I pretended not to notice, adjusting the plain white blanket over my lap like everything was right in the world.

We were the only ones in the room this time. Christopher and Tasha had gone to finally get the girls and Granny, Mrs. Rodwell was still with her son, and the rest of the Williams were I knew not where. Probably back home-a place Charles would rather be at than bandaging my hand.

I had four broken bones, three displaced joints, and a particularly deep laceration across the top of my palm from a sharp edge of the rock I hadn't noticed. All in all, the pain that had started on the way back to town had not been my overactive imagination.

"Doctor," I tried after five minutes of his glowering over me, "I am pretty sure this isn't that bad. You don't need to be so angry."

He snorted explosively.

"You should just have sent someone else to tend to me if you were going to be so touchy about it," I pointed out, looking over his white head at a particularly disgusting painting on the wall. I couldn't even figure out what it was meant to be. Truthfully, from the angle I was looking from, it looked like something being strangled. Not even remotely soothing.

He huffed this time and gave an unnecessarily hard tug on my offending limb, making me wince.

I shut up.

Christopher had been pretty disapproving after I had broken Fred's nose and he had had some choice words to say about it too. Stupid, unnecessary, idiotic, irresponsible and rash were only a few of them. On reaching the hospital, Tasha had added considerably to the list.

"You think having your hand shattered like a bloody toy was worth it?" she had yelled. "What use was it to do this? What did you seek to accomplish?"

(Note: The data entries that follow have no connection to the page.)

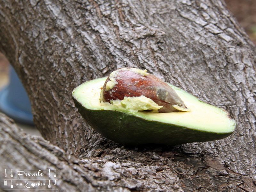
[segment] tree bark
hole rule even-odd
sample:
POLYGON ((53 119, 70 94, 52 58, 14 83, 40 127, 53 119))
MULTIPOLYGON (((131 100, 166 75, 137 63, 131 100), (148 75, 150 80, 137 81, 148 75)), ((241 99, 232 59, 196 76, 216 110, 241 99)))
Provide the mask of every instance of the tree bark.
POLYGON ((223 2, 3 0, 0 21, 0 51, 52 143, 25 135, 1 116, 3 169, 58 167, 69 186, 63 191, 256 190, 255 47, 223 2), (71 93, 122 67, 146 68, 227 110, 236 131, 169 147, 129 147, 102 138, 78 113, 71 93), (15 156, 35 163, 10 161, 15 156))

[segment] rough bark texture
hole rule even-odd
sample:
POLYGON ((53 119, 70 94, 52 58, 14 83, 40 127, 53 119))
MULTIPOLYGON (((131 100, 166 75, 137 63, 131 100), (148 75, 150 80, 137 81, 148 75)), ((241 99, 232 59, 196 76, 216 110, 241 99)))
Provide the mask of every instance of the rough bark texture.
POLYGON ((223 2, 3 0, 0 22, 0 51, 52 144, 1 116, 3 169, 58 167, 63 191, 256 191, 255 46, 223 2), (71 92, 123 67, 146 68, 226 109, 236 131, 172 147, 129 148, 102 138, 82 119, 71 92))

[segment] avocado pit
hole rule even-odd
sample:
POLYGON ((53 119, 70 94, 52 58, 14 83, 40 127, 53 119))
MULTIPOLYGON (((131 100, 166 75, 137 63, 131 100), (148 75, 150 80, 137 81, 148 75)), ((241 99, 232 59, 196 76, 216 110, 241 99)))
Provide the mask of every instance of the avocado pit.
MULTIPOLYGON (((103 86, 100 100, 115 104, 117 103, 115 101, 128 100, 127 98, 141 96, 149 99, 147 102, 150 103, 152 100, 159 107, 142 107, 138 110, 152 109, 155 112, 158 110, 160 113, 189 110, 183 101, 167 83, 147 73, 146 70, 132 68, 118 69, 109 75, 103 86)), ((129 99, 130 101, 133 100, 129 99)), ((144 98, 143 99, 143 102, 147 100, 144 98)), ((137 102, 137 104, 139 104, 137 102)))

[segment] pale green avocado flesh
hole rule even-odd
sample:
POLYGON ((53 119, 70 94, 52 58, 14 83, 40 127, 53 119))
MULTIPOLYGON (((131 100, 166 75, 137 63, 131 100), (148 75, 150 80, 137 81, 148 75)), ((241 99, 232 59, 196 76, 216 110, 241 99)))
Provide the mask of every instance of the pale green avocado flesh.
POLYGON ((223 139, 235 130, 236 123, 223 109, 170 85, 189 111, 136 113, 116 110, 113 105, 100 101, 107 77, 92 80, 76 88, 72 95, 82 116, 104 137, 120 143, 173 145, 223 139))

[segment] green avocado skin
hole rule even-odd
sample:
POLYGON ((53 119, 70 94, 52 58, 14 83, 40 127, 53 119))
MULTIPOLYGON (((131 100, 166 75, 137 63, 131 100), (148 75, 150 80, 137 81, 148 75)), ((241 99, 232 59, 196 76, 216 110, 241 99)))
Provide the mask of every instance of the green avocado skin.
POLYGON ((78 111, 93 129, 106 138, 123 144, 173 145, 221 139, 233 132, 198 130, 117 111, 88 109, 72 97, 78 111))

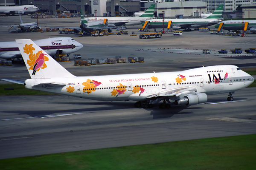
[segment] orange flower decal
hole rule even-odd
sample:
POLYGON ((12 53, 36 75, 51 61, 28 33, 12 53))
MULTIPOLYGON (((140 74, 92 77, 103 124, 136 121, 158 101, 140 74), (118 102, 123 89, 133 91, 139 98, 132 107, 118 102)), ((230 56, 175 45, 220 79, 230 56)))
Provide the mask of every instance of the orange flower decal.
POLYGON ((124 94, 125 92, 126 91, 126 86, 123 85, 122 84, 119 83, 119 85, 116 86, 116 89, 114 89, 111 92, 112 94, 111 96, 116 96, 116 97, 117 97, 118 95, 124 94))
POLYGON ((92 80, 87 79, 86 82, 84 82, 82 83, 82 85, 84 86, 84 88, 83 88, 83 92, 85 93, 87 91, 87 94, 90 94, 92 91, 95 91, 95 85, 93 83, 91 83, 91 82, 92 80))
POLYGON ((136 85, 132 88, 134 88, 132 90, 132 92, 134 92, 134 94, 139 93, 140 91, 140 86, 139 86, 138 85, 136 85))
POLYGON ((177 78, 175 79, 176 79, 176 82, 178 84, 180 84, 181 82, 182 82, 182 79, 180 77, 177 77, 177 78))
POLYGON ((35 50, 35 48, 32 46, 32 44, 30 44, 29 45, 26 44, 25 45, 25 47, 23 47, 24 50, 23 52, 26 53, 27 54, 29 54, 33 53, 33 50, 35 50))
POLYGON ((152 76, 152 77, 151 77, 151 78, 152 79, 152 81, 154 82, 157 82, 158 81, 158 79, 157 79, 157 77, 155 77, 154 76, 152 76))
POLYGON ((74 92, 75 91, 75 88, 73 86, 71 86, 70 85, 68 86, 68 87, 66 88, 67 92, 70 92, 70 93, 74 92))

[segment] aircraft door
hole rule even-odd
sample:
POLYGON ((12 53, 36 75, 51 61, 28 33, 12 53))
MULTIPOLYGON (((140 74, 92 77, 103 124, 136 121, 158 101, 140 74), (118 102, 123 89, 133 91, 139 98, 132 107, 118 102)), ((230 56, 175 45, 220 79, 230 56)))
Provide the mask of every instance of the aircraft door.
POLYGON ((200 86, 204 86, 204 79, 200 79, 200 86))
POLYGON ((76 86, 76 94, 81 94, 81 86, 80 85, 78 85, 77 86, 76 86))
POLYGON ((128 91, 131 91, 131 83, 128 83, 128 91))
POLYGON ((229 79, 230 80, 230 85, 233 85, 233 79, 232 78, 232 77, 229 77, 229 79))
POLYGON ((164 89, 166 88, 165 81, 162 81, 162 89, 164 89))

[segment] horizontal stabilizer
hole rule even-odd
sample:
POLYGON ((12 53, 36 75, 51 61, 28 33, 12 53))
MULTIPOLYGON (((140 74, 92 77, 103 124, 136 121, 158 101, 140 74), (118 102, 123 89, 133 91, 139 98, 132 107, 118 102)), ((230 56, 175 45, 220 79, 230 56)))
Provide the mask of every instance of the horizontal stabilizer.
POLYGON ((25 81, 14 80, 12 79, 1 79, 2 80, 6 81, 6 82, 12 82, 14 83, 20 84, 20 85, 23 85, 25 81))

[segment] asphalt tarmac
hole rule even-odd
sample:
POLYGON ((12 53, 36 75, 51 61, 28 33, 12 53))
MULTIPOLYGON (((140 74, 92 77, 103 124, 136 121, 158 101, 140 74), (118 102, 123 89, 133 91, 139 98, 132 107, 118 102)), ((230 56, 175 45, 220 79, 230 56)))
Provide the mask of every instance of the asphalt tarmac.
MULTIPOLYGON (((0 18, 1 26, 19 21, 18 16, 0 18)), ((22 18, 24 22, 36 22, 26 16, 22 18)), ((77 27, 79 21, 79 18, 38 20, 39 25, 52 27, 77 27)), ((71 58, 71 62, 60 62, 77 76, 177 71, 217 65, 235 65, 242 69, 256 66, 255 56, 217 52, 221 48, 229 51, 256 48, 255 34, 232 37, 193 31, 183 32, 181 36, 171 32, 161 38, 140 40, 141 33, 137 29, 141 28, 128 27, 128 35, 80 37, 58 32, 11 33, 8 27, 0 26, 0 41, 66 36, 84 45, 78 52, 83 60, 115 56, 145 58, 142 63, 88 67, 73 66, 71 58), (130 36, 132 31, 137 35, 130 36), (202 54, 203 48, 212 50, 211 54, 202 54)), ((0 66, 0 79, 30 78, 25 65, 18 63, 0 66)), ((6 83, 0 80, 0 84, 6 83)), ((0 96, 0 159, 255 134, 256 91, 253 88, 238 91, 232 102, 227 102, 228 94, 222 94, 209 96, 206 104, 164 110, 157 106, 134 108, 132 101, 111 102, 61 96, 0 96)))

"I had told Fred he would be sorry for what he did to Meli," I explained easily, just as I had to Christopher. I held up my hand, industriously wrapped in one of Christopher's spare shirts from the boot of his car, and showed it to her. "I couldn't do anything else big short of murdering him, so I did what he had done to her. Hopefully," I shrugged, "he got the message."

I think my life would have been considerably at risk after this nonchalant attitude if Christopher hadn't pulled her back. I could understand where she was coming from. After breaking a leg and being a cripple for nigh on five years, it was quite natural for her to be apprehensive about any other of my limbs being even slightly misshapen. But I wasn't sorry. I would never be sorry. And I would never stop wishing I could have done more damage.

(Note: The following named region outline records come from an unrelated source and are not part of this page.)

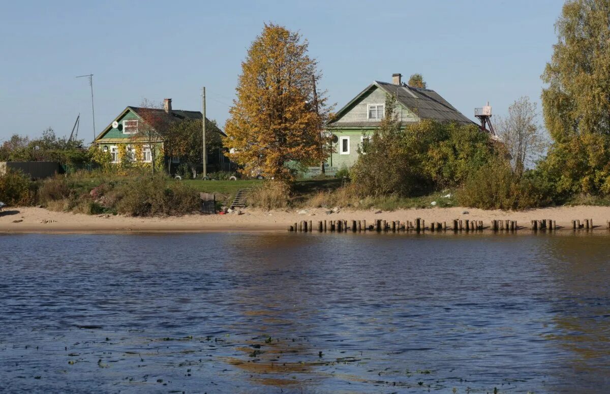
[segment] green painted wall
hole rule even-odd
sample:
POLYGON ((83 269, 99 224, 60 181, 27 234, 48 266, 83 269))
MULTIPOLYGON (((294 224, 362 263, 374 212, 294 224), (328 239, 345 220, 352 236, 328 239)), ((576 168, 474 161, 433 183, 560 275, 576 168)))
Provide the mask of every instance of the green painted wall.
POLYGON ((125 134, 123 132, 123 121, 137 120, 138 116, 131 110, 127 112, 125 115, 120 118, 117 121, 119 123, 118 128, 114 129, 110 126, 108 132, 100 139, 100 142, 106 138, 128 138, 133 137, 133 134, 125 134))

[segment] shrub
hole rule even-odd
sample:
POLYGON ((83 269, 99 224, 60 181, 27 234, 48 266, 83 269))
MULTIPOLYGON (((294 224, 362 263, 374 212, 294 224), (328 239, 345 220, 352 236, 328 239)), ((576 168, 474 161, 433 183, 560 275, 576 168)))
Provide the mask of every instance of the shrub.
POLYGON ((45 179, 38 188, 38 198, 41 204, 48 204, 49 201, 61 200, 70 196, 70 188, 62 176, 57 176, 45 179))
POLYGON ((287 184, 267 181, 254 187, 248 193, 246 201, 251 207, 273 209, 288 206, 290 197, 290 188, 287 184))
POLYGON ((342 178, 343 177, 348 178, 350 177, 350 170, 347 169, 347 167, 343 166, 337 171, 335 176, 338 178, 342 178))
POLYGON ((462 206, 483 209, 525 209, 548 202, 532 180, 520 178, 508 161, 501 159, 472 174, 457 198, 462 206))
POLYGON ((137 178, 123 185, 118 192, 122 198, 117 202, 117 210, 124 215, 180 215, 199 208, 195 189, 163 175, 137 178))
POLYGON ((7 168, 0 175, 0 201, 9 206, 26 206, 34 202, 34 183, 21 171, 7 168))
POLYGON ((425 120, 403 126, 395 108, 390 96, 379 128, 350 171, 363 197, 413 196, 455 187, 500 150, 475 125, 425 120))

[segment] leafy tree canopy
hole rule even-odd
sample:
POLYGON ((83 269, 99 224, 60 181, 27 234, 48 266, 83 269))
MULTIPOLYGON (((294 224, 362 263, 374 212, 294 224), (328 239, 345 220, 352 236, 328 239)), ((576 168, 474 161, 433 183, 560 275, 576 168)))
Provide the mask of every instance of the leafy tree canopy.
POLYGON ((308 47, 298 33, 271 23, 248 50, 223 140, 246 175, 290 181, 289 162, 314 165, 327 156, 321 131, 329 109, 308 47))

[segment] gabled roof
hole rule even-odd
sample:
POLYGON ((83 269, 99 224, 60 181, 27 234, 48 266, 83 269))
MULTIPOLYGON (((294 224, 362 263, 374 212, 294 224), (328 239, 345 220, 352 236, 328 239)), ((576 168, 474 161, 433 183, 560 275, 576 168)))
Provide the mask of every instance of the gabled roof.
MULTIPOLYGON (((119 119, 122 118, 129 111, 131 111, 137 116, 138 116, 138 119, 140 119, 140 120, 143 120, 142 117, 142 114, 144 111, 153 112, 165 112, 165 110, 158 108, 143 108, 142 107, 132 107, 131 106, 128 106, 125 107, 125 109, 124 109, 123 111, 121 112, 121 113, 119 114, 118 116, 115 118, 114 120, 112 122, 110 122, 110 124, 109 124, 108 126, 107 126, 106 127, 104 128, 104 130, 102 130, 102 132, 99 133, 99 134, 98 134, 98 136, 95 138, 95 140, 97 141, 98 140, 104 136, 104 135, 106 134, 107 132, 108 132, 108 131, 110 130, 110 128, 112 127, 112 123, 113 123, 114 122, 118 121, 119 119)), ((187 119, 201 120, 201 118, 203 117, 203 115, 199 111, 185 111, 181 109, 173 109, 171 111, 170 111, 169 113, 171 115, 171 118, 170 118, 170 119, 175 121, 179 121, 187 119)), ((210 121, 210 120, 208 119, 207 117, 206 120, 208 121, 210 121)), ((217 127, 216 131, 217 132, 223 136, 226 137, 226 134, 225 134, 224 132, 221 130, 220 127, 217 127)))
POLYGON ((395 96, 399 104, 411 110, 420 119, 431 119, 440 122, 453 121, 468 124, 474 123, 441 97, 440 95, 431 89, 416 88, 406 85, 394 85, 375 81, 340 109, 336 114, 338 120, 332 122, 330 124, 344 127, 373 126, 371 122, 342 122, 340 118, 351 108, 354 102, 365 93, 375 88, 379 88, 386 93, 395 96), (348 125, 348 123, 350 124, 348 125), (351 124, 352 123, 354 124, 351 124))

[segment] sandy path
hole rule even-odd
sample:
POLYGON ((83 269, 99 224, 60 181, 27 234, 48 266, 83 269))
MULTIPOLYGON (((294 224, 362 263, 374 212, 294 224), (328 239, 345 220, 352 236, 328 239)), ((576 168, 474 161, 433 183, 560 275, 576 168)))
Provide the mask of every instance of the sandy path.
POLYGON ((520 226, 529 226, 533 219, 552 219, 558 226, 568 227, 573 219, 593 219, 597 228, 606 228, 610 220, 610 207, 560 207, 533 209, 523 212, 484 210, 481 209, 429 208, 406 209, 376 213, 373 210, 342 210, 326 214, 327 210, 314 209, 305 214, 298 210, 270 212, 246 209, 243 215, 188 215, 180 217, 134 218, 123 216, 88 215, 56 212, 42 208, 9 208, 0 213, 1 232, 115 232, 132 231, 285 231, 291 223, 301 220, 365 220, 370 224, 376 219, 413 220, 420 217, 426 223, 453 219, 483 220, 489 225, 492 219, 517 220, 520 226), (468 211, 467 214, 463 214, 468 211), (13 221, 21 221, 13 223, 13 221))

"There," Doctor Williams said briskly, pulling me away from my homicidal thoughts. "All done. You are free to go ahead and break some more of your body."

I looked at the white cast on my hand, my fingers feeling stiff and swollen inside its depths, and then at Charles. He looked so tired. There were deep bags under his eyes and a decided limpness to the corners of his lips that made me wonder how long he had been awake. Yet he hadn't sent someone else to look at me. He had come himself. Because, for some reason, he felt responsible for us. For the Rodwells and all else tied up, by default, to them and Angelica, his daughter.

I wondered if that's how he saw me now, if that's how he had seen Meli and all the other girls who came and went from his little apartment. I wondered if all his life he would keep trying to save other girls who resembled his daughter's memory, over and over and over again.